Sesimi yükselttiğim için hepsi bana döndü. Bade bir şey demeden önüne döndüğünde öfkeyle soludum. Bu kızın derdi ne?

“Boş ver, o da üzgün şu an” dedi Kerem kulağıma. “Hiç öyle görünmüyor” dedim. Cevap vermedi.

 

Yaklaşık bir saat sonra içeriden bir doktor çıktı. Hemen ayaklandık. “Nasıl?” dedi Göktuğ. “Şimdilik iyi, ama hayati tehlikesi devam ediyor. 24 saat gözlem altında tutmamız gerekiyor”
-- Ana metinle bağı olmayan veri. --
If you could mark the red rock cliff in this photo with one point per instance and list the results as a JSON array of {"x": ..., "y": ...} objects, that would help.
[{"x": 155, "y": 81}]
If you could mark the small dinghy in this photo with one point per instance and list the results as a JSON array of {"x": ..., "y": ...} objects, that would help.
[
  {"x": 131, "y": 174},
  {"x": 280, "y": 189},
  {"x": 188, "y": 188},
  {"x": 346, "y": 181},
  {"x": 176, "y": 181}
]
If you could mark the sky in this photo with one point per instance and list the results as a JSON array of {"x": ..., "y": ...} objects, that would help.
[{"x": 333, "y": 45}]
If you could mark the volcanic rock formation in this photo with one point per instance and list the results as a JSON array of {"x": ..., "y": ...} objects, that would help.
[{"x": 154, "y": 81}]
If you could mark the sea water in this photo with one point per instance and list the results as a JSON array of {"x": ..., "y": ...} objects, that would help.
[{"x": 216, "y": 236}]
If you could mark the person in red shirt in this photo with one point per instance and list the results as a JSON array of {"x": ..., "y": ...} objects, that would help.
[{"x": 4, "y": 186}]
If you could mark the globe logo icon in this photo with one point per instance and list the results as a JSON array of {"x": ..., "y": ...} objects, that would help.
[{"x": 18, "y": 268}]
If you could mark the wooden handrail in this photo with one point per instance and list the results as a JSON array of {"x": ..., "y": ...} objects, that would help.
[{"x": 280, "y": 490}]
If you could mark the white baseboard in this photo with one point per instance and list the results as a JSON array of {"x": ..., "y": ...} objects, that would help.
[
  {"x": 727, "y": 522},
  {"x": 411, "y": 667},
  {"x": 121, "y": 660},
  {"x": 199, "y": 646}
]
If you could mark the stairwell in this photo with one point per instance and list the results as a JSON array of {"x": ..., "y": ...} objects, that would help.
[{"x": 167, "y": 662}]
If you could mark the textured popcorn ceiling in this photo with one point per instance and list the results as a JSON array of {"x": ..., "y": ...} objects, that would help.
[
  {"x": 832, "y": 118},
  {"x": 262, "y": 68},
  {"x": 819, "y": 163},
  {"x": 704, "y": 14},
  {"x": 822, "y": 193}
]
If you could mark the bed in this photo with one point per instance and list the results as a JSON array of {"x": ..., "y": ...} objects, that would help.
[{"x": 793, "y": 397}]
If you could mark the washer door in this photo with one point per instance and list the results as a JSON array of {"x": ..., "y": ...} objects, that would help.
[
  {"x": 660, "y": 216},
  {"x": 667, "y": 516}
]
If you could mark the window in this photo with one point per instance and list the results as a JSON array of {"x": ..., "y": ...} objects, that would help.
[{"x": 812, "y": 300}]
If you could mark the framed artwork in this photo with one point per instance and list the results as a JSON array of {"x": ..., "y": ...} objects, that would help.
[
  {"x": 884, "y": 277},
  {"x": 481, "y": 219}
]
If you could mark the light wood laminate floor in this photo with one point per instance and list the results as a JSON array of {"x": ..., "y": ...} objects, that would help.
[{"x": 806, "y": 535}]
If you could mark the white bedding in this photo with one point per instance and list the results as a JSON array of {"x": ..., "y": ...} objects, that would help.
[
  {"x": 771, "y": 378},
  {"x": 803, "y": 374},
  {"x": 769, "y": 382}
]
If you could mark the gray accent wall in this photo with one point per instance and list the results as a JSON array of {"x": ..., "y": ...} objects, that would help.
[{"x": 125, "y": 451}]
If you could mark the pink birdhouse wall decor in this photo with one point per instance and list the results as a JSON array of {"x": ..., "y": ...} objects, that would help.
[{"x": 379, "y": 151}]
“Görebilir miyiz?” dedi Nisa. Bade’nin de bunu merak etmesi gerekiyordu ama, neyse. “Henüz uyanmadı. İlaçların etkisi birazdan geçer. Uyandığı zaman size haber veririz” diyerek gitti. Rahatlamıştık hepimiz. Hala hayati tehlikesi vardı ama zor kısmı atlatmıştık.

 

Az sonra içerideki hemşire çıktı. “Hasta uyandı. Görebilirsiniz ama sadece bir kişi girebilir” dediğinde hepimiz Bade’ye döndük ama onun girmeye pek niyeti yok gibiydi. “Bade sen girmeyeceksen ben girebilir miyim?” dedi Nisa büyük bir istekle. Hamile olduğu için Yunus’u görüp, rahatlaması gerekiyordu. Bade başını salladığında Nisa hemen içeri girdi. Hemşire “5 dakika sonra içeriden çıkması gerekiyor ama. Lütfen zamanı dolunca arkadaşınıza söyleyin içeriden çıksın” dediğinde başımı salladım. Hemşire uzaklaşınca tekrar yerlerimize oturduk.

 

YAZAR

Nisa’yı görünce halsizce gülümsemeye başladı Yunus. “Nasılsın?” dedi Nisa onun yanına otururken. Başının sol tarafında beyza bir sargı vardı. “Asıl sen nasılsın? Ne oldu?” dedi Nisa’ya bağlı serumu işaret ederek. “Seni o halde görünce biraz korktum, küçük bir düşük tehlikesi atlattım” dediğinde, Yunus panikle “Ne?” dedi. “İyi misin şimdi? Bebek iyi mi?”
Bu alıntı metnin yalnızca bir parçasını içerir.